By proposing to declare 45 Edgewood Ave. a public nuisance, the city plans to demolish the home and place a lien on the property.

The property has been vacant for more than 10 years and continues to fall into disrepair, according to Mayor Richard Alcombright. Its owners are deceased.

"There was a fire up there in a small shed," Alcombright said. "The chimney is falling through the roof, and it is a haven for rodents and other things.
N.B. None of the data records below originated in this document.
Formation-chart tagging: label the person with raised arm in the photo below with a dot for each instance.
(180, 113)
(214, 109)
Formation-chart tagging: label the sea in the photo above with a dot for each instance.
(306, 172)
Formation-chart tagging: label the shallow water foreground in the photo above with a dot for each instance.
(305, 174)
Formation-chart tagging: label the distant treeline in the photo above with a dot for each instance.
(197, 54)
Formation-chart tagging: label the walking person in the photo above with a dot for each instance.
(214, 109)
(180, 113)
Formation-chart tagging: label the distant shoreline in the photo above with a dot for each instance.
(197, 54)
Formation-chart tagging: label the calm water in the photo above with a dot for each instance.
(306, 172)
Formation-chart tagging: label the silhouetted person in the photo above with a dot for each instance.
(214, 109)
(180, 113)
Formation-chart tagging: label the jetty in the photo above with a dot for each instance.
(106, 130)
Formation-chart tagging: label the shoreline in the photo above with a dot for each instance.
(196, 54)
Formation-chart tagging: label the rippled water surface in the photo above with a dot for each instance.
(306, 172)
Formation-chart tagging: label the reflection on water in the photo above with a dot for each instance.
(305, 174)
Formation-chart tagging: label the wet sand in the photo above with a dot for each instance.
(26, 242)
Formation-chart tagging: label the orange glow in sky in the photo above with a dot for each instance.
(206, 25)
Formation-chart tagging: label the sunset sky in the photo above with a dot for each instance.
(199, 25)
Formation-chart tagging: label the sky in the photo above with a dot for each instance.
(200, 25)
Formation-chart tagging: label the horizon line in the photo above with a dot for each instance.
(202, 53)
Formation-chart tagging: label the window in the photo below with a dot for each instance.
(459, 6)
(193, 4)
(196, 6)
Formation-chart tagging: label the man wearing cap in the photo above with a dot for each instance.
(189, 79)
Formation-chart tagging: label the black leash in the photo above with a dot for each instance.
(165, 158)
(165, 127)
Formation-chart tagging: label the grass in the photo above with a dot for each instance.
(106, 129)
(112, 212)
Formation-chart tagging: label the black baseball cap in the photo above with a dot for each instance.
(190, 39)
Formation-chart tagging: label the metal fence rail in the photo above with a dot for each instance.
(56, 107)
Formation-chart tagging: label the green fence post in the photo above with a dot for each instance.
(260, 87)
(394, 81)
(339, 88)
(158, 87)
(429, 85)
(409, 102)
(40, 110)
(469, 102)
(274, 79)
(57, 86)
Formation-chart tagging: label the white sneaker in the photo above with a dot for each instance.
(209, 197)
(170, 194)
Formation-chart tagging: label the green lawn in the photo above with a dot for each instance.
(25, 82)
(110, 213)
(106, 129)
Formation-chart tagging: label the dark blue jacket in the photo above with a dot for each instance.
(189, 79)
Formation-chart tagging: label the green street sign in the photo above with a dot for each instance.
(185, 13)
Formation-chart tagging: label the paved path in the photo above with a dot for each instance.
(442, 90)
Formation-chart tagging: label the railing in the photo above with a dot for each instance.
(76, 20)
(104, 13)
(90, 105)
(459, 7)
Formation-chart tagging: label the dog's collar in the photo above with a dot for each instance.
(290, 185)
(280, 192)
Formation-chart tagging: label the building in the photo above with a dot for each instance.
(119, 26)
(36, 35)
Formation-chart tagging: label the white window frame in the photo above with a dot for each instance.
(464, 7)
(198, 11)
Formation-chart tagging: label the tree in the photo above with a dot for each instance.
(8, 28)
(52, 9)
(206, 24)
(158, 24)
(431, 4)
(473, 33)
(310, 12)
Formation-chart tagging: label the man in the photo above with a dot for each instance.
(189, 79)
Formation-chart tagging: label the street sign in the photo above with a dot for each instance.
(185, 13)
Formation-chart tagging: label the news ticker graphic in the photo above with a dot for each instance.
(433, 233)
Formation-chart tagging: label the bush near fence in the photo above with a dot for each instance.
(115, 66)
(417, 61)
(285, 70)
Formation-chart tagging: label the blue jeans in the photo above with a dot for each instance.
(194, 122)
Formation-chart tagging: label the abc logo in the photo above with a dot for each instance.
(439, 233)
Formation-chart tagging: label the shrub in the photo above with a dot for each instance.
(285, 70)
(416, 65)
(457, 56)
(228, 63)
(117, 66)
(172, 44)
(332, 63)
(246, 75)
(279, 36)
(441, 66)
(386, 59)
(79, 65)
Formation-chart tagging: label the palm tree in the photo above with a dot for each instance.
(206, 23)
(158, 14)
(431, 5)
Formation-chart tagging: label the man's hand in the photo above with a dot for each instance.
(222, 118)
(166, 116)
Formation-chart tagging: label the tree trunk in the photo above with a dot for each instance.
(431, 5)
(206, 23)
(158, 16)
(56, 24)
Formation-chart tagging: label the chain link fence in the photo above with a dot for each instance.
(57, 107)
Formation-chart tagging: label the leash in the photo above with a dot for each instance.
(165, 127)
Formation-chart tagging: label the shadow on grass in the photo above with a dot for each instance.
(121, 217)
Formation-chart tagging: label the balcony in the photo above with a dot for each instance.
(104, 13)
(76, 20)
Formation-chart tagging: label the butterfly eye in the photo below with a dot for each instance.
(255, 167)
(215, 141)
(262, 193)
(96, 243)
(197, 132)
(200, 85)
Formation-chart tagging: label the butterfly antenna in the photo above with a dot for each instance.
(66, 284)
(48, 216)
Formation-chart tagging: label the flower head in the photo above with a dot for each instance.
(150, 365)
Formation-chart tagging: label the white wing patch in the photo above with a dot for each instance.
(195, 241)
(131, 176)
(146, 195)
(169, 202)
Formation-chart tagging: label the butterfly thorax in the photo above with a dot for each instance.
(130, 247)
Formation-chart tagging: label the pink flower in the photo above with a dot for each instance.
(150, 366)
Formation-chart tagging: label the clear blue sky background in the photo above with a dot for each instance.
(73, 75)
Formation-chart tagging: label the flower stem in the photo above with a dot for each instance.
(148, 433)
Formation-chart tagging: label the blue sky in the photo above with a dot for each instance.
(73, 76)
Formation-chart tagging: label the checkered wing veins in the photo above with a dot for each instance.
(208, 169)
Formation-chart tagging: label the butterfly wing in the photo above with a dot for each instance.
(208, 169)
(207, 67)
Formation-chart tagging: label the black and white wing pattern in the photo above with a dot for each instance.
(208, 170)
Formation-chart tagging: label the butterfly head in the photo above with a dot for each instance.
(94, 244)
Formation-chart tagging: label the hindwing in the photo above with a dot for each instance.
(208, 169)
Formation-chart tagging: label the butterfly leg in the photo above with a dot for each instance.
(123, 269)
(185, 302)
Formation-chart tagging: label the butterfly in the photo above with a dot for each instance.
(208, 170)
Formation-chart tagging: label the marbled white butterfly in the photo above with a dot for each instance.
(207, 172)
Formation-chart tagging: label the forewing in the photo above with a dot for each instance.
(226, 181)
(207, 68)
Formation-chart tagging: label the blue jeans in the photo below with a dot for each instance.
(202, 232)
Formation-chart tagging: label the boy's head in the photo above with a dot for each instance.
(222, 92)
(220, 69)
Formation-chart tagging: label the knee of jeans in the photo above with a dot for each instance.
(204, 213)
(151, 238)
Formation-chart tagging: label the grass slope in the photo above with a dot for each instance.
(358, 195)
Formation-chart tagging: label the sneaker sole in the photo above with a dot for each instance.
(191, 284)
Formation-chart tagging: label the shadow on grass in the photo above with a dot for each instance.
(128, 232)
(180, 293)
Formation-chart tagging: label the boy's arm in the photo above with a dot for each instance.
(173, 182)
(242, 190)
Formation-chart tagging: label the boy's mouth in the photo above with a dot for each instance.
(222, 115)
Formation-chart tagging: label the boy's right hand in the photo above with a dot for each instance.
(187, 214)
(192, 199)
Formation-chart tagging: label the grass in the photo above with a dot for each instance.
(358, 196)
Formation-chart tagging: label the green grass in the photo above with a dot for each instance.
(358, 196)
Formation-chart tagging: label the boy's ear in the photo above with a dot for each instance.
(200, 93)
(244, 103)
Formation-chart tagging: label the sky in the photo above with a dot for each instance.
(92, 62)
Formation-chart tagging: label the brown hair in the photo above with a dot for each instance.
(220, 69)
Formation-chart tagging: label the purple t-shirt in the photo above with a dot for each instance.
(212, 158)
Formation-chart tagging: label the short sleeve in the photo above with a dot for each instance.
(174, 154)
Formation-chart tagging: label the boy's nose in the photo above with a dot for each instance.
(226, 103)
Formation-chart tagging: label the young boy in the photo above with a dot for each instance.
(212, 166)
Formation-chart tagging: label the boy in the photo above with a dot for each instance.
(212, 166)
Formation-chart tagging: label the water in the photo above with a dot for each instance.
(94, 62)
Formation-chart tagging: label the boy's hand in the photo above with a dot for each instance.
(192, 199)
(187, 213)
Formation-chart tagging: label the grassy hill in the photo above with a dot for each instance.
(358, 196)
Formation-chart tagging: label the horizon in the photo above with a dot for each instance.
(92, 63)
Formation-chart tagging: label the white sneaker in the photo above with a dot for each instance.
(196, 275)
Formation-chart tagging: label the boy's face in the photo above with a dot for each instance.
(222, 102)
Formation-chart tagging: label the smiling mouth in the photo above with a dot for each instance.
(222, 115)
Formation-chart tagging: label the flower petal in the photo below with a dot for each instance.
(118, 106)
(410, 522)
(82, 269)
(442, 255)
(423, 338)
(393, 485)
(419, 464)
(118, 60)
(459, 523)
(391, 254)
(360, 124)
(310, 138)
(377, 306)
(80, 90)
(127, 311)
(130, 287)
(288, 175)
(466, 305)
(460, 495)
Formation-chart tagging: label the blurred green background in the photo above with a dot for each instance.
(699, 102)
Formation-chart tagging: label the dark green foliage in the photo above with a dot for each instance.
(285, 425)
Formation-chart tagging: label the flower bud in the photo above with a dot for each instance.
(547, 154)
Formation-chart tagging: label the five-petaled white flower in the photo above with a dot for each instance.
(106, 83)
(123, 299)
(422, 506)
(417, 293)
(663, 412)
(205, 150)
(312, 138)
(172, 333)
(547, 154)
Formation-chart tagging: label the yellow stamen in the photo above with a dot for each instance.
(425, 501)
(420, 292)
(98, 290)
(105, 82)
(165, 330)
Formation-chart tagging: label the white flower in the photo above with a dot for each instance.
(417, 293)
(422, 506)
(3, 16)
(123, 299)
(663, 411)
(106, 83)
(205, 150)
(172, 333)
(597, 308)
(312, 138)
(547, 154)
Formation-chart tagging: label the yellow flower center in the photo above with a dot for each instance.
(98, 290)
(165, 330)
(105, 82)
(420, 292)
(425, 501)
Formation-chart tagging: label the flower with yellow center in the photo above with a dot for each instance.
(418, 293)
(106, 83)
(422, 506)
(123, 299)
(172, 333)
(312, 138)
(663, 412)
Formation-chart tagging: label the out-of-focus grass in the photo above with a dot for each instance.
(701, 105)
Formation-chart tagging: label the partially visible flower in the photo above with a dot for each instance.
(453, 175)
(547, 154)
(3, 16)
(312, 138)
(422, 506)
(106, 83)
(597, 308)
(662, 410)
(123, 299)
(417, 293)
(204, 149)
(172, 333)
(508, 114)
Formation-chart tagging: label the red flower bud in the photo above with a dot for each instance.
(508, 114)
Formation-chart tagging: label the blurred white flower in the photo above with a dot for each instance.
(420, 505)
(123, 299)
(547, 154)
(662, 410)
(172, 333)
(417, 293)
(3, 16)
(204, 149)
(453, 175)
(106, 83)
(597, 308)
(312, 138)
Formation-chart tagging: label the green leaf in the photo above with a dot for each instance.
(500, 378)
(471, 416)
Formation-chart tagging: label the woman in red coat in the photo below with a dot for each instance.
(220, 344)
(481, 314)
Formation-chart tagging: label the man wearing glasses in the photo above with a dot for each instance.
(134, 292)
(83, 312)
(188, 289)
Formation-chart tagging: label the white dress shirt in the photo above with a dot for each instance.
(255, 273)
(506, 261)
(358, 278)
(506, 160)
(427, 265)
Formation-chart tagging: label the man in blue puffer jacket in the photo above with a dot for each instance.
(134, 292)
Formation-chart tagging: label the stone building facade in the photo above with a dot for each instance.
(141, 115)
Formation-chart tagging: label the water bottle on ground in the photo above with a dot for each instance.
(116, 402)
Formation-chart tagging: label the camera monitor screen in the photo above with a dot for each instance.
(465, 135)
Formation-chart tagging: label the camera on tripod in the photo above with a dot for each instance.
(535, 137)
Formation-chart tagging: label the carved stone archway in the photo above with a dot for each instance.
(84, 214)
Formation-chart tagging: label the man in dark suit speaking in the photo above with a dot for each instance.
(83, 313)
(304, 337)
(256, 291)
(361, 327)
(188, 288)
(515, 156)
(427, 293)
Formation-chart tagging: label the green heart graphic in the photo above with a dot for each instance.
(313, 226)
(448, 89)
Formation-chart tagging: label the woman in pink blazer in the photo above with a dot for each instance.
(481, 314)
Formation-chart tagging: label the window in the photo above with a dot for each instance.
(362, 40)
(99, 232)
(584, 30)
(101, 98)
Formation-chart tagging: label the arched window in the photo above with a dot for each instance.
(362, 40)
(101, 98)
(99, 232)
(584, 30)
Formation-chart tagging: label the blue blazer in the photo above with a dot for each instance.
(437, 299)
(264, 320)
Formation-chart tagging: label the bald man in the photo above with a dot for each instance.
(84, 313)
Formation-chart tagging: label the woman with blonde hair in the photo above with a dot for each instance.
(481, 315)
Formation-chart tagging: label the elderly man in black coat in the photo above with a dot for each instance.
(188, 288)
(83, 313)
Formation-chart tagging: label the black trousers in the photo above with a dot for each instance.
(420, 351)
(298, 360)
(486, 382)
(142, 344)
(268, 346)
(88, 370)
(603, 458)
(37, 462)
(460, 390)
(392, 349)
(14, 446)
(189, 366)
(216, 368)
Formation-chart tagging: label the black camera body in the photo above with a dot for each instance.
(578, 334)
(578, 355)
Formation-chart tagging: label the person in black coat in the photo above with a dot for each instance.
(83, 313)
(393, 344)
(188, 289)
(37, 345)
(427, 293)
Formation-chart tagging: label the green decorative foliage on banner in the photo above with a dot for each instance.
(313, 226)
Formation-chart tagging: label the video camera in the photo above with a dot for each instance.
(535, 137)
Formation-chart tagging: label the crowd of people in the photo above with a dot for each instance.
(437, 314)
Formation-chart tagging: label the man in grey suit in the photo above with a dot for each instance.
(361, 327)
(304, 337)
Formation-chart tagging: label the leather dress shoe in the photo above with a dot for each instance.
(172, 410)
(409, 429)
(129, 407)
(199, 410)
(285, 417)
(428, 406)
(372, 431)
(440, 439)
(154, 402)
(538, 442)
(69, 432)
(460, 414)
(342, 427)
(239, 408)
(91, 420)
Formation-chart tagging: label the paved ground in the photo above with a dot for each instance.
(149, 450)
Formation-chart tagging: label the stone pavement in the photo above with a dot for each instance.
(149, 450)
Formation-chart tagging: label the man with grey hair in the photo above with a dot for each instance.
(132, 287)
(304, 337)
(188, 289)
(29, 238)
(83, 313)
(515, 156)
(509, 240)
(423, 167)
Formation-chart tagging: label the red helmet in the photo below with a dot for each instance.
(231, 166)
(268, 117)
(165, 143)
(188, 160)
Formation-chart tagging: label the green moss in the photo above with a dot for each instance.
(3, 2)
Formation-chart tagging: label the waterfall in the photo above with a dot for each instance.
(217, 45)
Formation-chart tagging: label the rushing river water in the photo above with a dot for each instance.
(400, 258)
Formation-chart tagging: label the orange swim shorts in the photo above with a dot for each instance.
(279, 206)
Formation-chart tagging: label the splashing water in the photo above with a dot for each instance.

It's just a blight on the neighborhood."

In a letter to the City Council last month, Building Inspector William Meranti noted that the Department of Public Works has had to remove trash and debris from the property as well as mow the yard.

"Over the years, site visits have been conducted and found that there has been no progress to address neighbors' concerns," Meranti wrote.

Councilor Lisa Blackmer said she believes the city has not taken the "public nuisance" approach to a blighted since 2000.

Massachusetts General Law allows a city or town to declare a property, with prior notice to the owner, a public nuisance and determine whether or not to demolish it.

"You're right — this is not the most efficient way to do this, but it is right now our only way," Alcombright said.

Councilor Robert Moulton, Jr., said he has fielded complaints about the property from neighbors.

"I'm glad to see this addressed," Moulton said.

Councilor Keith Bona said he was glad to see the property before the City Council, and said it illustrates the complexity of processes related to handling blight.

"The city can't just go and raze a building at the snap of a finger," Bona said.

Councilor Kate Merrigan noted that the adjacent house, at 39 Edgewood, appears to be in even rougher shape, and Alcombright noted that building lacks even a solid foundation.

"We're going to come at that one from a different angle, from a public safety perspective," Alcombright said, adding that a proposal to address the issue would be coming in the near future to the City Council.

Despite the different approaches to gaining the right to demolish the homes, Alcombright said he hopes to bid out the project and have them both razed at once.

The City Council unanimously agreed to set a May 23 public hearing on the measure to declare 45 Edgewood Ave. as a nuisance to the neighborhood.

The city must also get the approval of the Historical Commission before it carries out a demolition on the house.